Why Listening Is Key When Dealing With Sitting Presidents: "You can hypothesize about how someone's going to answer a question, but sometimes you're not right and you have to have the ability to think on your feet or respond to an answer that's completely unexpected. You've got to have laserlike focus. It's quite nerve-racking. No matter how many presidents I've interviewed, I still get the butterflies before I do it. I was very impressed by how intellectually facile Bill Clinton is. You know, he is wicked smart, as they would say, and gets a little prickly when challenged. I would say President George W. Bush was incredibly comfortable off camera but not comfortable on camera. President Obama will admit it's really hard for him to talk in sound bites, so you have to kind of walk that fine line of interjecting but not interrupting, if that makes sense. You've gotta look for that one moment when someone's taking a breath and just go in there. They were all really interesting in different ways. Even if you challenge them, they appreciated the opportunity to make their position known by a wide audience. Oh, by the way, I can say that Ross Perot was very difficult to interview, because he was very belligerent when challenged. Yeah, very. He said I was trying to prove my manhood when I asked him hard questions…which is a whole 'nother Oprah."
ELLE: Did you have an assignment during your early years that you felt you botched but that taught you something valuable that has shaped the way you work today?
Katie Couric: During my first on-air experience for CNN, I was absolutely horrible; I had never been on television before, and I had no idea what I was doing. They told me to go to the White House and discuss what the president was doing that day. And I basically pulled the AP wire and read it, for the most part. When I got back to the bureau, the head of CNN called the assignment desk and said he never wanted to see me on the air again. It was quite devastating. He thought I wasn't ready, and he was right. It's better to know what you're doing than to crash and burn because you're in over your head. It forced me to get better, and as a result when opportunities presented themselves, I had the experience.
ELLE: Your 2008 interview series with Sarah Palin has become an iconic moment in political journalism. When you're getting something really good from somebody on camera, is there a feeling that comes over you? Do you know that you're capturing a great moment on TV?
KC: Usually I'm so focused on doing the interview-asking the questions, getting the answers-that I don't think, Oh, this is incredible. With Governor Palin, I saw her more as a person than as a government official and I thought, Wow, she's having a hard time. I wasn't sure how it would play-you know, she's very polarizing. I thought her supporters would still support her and that those who didn't like her would dislike her more. And I think it had a big impact on undecided voters, who really hadn't made up their minds yet.
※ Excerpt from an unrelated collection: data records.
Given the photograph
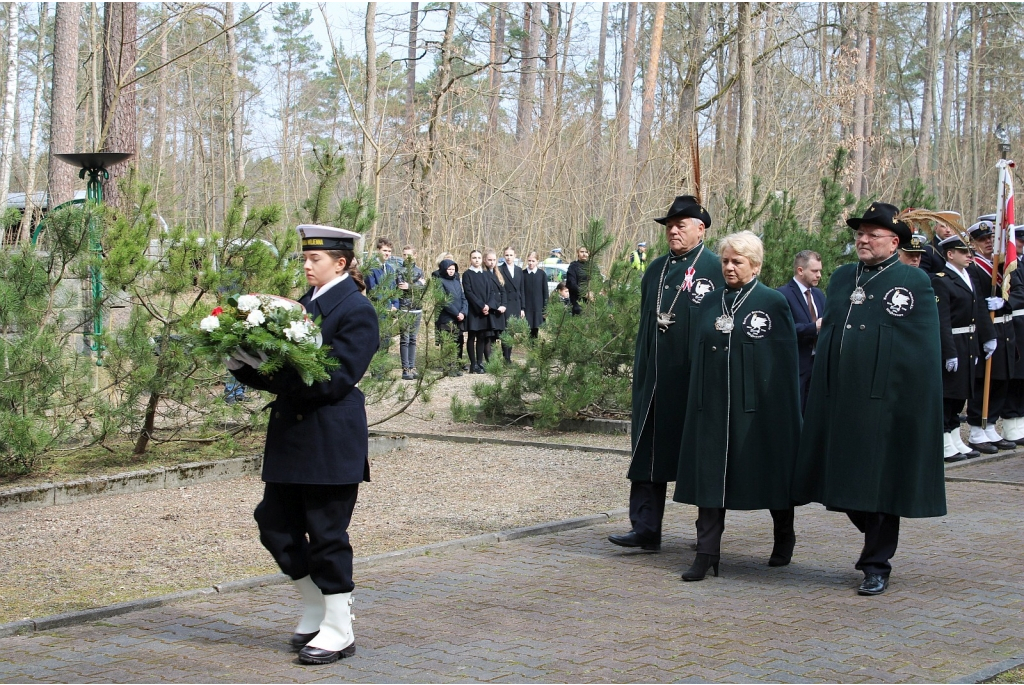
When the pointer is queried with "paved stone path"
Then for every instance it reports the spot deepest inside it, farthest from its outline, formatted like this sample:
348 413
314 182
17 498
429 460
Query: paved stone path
570 607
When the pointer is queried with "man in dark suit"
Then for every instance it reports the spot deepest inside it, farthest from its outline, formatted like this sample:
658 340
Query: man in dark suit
513 293
807 302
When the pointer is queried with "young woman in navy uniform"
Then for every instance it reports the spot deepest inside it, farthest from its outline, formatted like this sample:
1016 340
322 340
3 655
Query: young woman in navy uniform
316 448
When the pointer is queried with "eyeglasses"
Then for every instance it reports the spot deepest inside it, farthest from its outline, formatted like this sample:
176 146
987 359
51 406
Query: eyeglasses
861 236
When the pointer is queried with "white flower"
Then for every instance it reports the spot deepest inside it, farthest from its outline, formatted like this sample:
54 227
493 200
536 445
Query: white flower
209 324
248 303
254 318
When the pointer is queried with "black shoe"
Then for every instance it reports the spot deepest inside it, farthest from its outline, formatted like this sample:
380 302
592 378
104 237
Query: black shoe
631 539
875 584
300 640
699 567
315 655
781 553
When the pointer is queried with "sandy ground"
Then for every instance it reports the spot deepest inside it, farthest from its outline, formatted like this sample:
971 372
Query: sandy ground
125 547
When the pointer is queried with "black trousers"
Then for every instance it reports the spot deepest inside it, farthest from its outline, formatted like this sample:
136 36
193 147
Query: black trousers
647 509
290 513
711 525
950 414
996 399
881 538
1014 407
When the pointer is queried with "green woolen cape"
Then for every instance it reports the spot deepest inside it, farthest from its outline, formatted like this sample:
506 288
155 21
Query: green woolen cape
872 429
742 416
662 362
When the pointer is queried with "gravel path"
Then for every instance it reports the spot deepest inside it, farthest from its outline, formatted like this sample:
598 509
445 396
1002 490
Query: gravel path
114 549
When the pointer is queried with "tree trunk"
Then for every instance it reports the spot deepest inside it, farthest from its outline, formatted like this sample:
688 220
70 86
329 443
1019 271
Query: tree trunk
496 71
37 105
60 180
650 86
626 76
599 86
744 137
120 55
414 20
928 97
550 66
9 95
527 70
369 161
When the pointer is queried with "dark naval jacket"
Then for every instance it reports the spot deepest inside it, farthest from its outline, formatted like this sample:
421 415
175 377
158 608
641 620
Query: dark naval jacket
742 412
662 360
963 322
872 432
317 434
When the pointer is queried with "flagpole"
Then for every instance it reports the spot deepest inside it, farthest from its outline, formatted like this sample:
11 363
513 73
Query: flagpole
1000 135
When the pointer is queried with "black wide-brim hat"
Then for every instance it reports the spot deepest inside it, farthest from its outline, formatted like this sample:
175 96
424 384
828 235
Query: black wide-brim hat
686 205
883 215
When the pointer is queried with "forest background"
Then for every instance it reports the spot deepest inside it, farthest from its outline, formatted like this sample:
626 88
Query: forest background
450 126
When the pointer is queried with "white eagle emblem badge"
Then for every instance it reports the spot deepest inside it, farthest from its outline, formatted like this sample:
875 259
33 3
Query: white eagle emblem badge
899 301
757 325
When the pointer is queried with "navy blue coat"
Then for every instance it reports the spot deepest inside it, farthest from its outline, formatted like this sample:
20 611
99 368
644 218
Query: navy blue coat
317 434
807 330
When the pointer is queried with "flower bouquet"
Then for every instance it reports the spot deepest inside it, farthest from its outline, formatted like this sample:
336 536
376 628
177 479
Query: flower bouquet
268 333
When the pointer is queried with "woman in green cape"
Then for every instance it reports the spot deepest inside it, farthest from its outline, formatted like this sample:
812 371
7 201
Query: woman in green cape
742 422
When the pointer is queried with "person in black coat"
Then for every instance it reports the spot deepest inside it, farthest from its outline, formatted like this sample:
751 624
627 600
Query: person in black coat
513 276
499 308
1001 348
578 280
481 293
456 307
535 294
807 303
316 448
963 320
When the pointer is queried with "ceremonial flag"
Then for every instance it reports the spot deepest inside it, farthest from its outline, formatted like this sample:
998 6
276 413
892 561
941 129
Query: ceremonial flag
1004 244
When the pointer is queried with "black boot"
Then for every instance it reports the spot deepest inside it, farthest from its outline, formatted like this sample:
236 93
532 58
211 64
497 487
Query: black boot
699 567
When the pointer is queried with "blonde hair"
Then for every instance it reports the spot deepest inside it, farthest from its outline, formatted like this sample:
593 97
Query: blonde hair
744 244
497 271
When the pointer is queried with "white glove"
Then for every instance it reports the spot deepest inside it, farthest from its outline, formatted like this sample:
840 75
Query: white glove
248 358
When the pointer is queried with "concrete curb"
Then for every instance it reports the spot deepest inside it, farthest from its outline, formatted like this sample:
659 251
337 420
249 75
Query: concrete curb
48 495
87 615
472 439
990 672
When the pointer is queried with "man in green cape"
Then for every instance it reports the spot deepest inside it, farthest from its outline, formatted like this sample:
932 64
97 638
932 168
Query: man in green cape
871 443
672 290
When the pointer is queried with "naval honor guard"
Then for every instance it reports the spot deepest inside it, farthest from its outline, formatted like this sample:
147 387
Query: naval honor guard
871 442
672 290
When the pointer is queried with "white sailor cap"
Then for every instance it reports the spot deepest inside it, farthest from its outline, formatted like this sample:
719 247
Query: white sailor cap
327 238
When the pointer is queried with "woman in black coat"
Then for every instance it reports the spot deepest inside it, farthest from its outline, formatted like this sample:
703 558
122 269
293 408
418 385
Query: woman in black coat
499 308
535 293
453 314
316 448
482 296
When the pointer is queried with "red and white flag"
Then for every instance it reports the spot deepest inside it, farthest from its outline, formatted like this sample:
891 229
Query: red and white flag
1004 244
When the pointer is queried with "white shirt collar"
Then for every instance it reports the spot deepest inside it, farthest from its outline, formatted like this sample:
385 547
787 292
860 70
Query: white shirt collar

But if you get too tripped up on, Wow, this is a great television moment, it would break your concentration. You have to be present. Though I certainly was cognizant of the fact that she was having a difficult time with some of the questions.
ELLE: You left your post at the CBS Evening News last year. Do you miss sitting in the anchor chair?
KC: I think it felt very restricting to me and confining. I'm really, really glad I did it-I got to cover some amazing news stories. I got to be on the forefront of the earthquake in Haiti and the Arab uprising in Tahrir Square, and obviously one of the most historic elections in history. I feel very privileged that I was able to do it, that I sat in the chair, and I also feel great that I realized it wasn't necessarily the best use of my talent. And I think that's a really important lesson for people-that they have to be honest with themselves and what gives them joy. I'm much better suited to a more interactive format, where I can be a little more spontaneous and conversational and relaxed. And I think it wasn't a perfect fit, but I had a lot of fun trying on the suit.
ELLE: What part of moving to daytime are you looking forward to?
KC: I always say I'm five miles wide and half an inch deep-I'm a real generalist-but I think I've had experiences in my life and lived a life that has helped me figure out the questions people would want to ask in the audience. I've become pretty good at trying to synthesize complicated topics and make them accessible and understandable, which is really needed in an environment where we're being accosted with information fast and furiously on a daily basis. So I'm really looking forward to it. It's still a work in progress, kind of figuring it out, but I can't wait.